また、情報通信及び数理科学等の基本的知識を持ちつつ課題の発見・解決ができる人材の強化にも合わせて取り組む。【内閣府、関係省庁】
人口減少と高齢化は我が国が直面する大きな課題であるが、とりわけ地方においては、特に若年層を中心とした人口の著しい流出が顕在化しており、地域の社会経済の活力低下に追い打ちをかけている。このような課題に対して、「まち・ひと・しごと創生総合戦略(平成26年12月27日閣議決定)」において、1.「しごとの創生」と「ひとの創生」の好循環等の実現による東京一極集中の是正、2.若い世代が安心して就労し、希望どおり結婚し、妊娠・出産・子育てができるような社会経済環境の実現、3.地域が直面する課題を解決し、地域の中において安全・安心で心豊かな生活が将来にわたって確保されること等を基本的な考え方として掲げ、取組が進められているところである。
一方で、地域経済を支える産業の一つであるものづくり産業の分野においては、これまで、卓越した技術を有する中堅・中小企業が我が国の産業競争力を下支えしてきたが、長引く日本経済の低迷や為替変動等の影響により、地域の企業は大きな打撃を受けている。地域が持つ強みを生かし、高付加価値な製品やサービスを創出しビジネスとして展開する、イノベーションの核となる事業あるいは企業を育てることで、地域経済全体の引上げを図り、雇用創出や人口流入を促し、地域の活力を再生することが期待される。
このため、地域が主体となり、地域の強みを生かした科学技術イノベーション創出の観点からの地方創生に取り組むことが重要である。その際、国は地域の取組に対して適切な形で支援施策を講じる必要があるが、総合科学技術・イノベーション会議においては、まち・ひと・しごと創生本部をはじめ、知的財産戦略本部などの司令塔との連携を強化し、関係施策を総動員して取り組む。

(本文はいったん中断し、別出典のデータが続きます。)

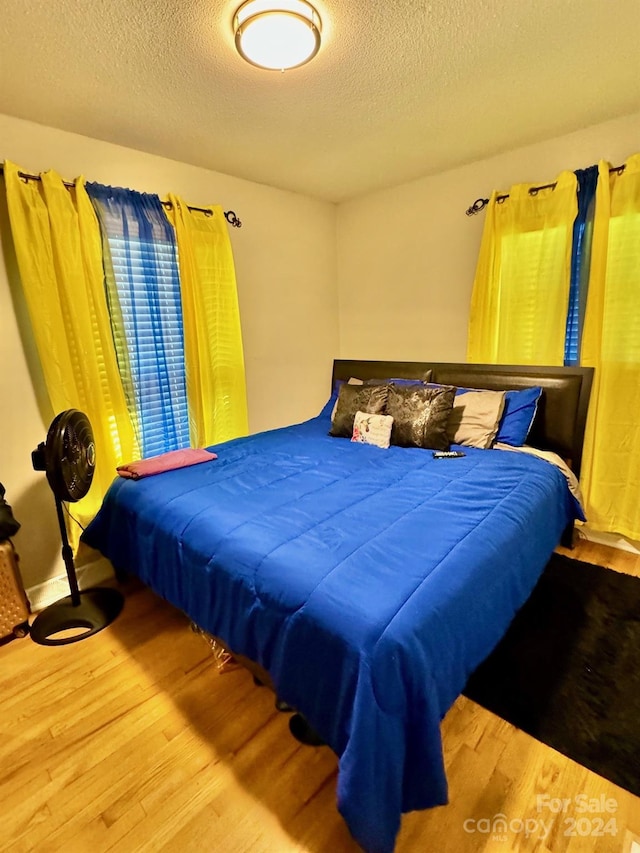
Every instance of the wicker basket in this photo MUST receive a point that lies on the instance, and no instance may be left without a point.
(14, 606)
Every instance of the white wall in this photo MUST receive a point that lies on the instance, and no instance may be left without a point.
(406, 256)
(286, 272)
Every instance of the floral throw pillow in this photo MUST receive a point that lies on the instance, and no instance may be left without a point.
(372, 429)
(356, 398)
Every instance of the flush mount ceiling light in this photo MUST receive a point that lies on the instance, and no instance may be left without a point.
(277, 34)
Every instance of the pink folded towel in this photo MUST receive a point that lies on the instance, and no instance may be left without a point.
(165, 462)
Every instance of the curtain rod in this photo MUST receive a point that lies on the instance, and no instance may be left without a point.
(480, 203)
(229, 215)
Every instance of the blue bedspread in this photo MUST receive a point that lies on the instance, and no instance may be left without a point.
(368, 582)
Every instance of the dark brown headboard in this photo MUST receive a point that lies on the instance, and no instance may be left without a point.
(562, 411)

地域イノベーションの推進に当たっては、地域主導によるビジョンや戦略の構築・遂行、また、大学、研究機関、企業等の地域における多様な主体が集まるイノベーション創出の「場」の形成の取組を進める一方で、地域外のリソースも活用しつつ、地域が持つ様々な技術シーズや人材を流動化し、それを新たな産業や事業の創出に結びつける仕組みの構築が重要となる。
また、特定の製品分野において国内外で高いシェアと収益力を誇るグローバルニッチトップ(GNT)と言われる企業は、地域で多数の取引先を有するなど地域経済の牽引役として重要な役割を果たすものであるが、こうした企業も含め、地域の経済を牽引し、域外さらには海外の市場に向けて事業を展開するポテンシャルを持つ中核企業を発掘し、これに対する支援を行うことが必要である。また、地域外との人材流動をもたらす役割も期待される地域の大学や高等専門学校、研究機関や企業、更には自治体や金融機関等が連携して、地域発のイノベーションをリードできる人材を育成しつつ、知的財産の活用に係るものも含め、地域の資源、特性、強みを活かした取組を推進することが重要である。「知的財産推進計画2015」(知的財産戦略本部)に基づく地方における知財活用の推進の取組とも連動しつつ、こうした取組を包括的に推進し、それぞれの地域において、自律的に科学技術イノベーション活動を展開する仕組みが構築されることを目指す。
上記の課題に対して、以下の取組を実施する。
研究開発は、実用化時期が設定されていないシーズ中心の取組に陥りやすい傾向にあるが、イノベーションを起こすためには現実的な実用化(出口)を見定めたニーズ中心の研究開発を行い、「産業化」という明確な成果を求めていくことも重要である。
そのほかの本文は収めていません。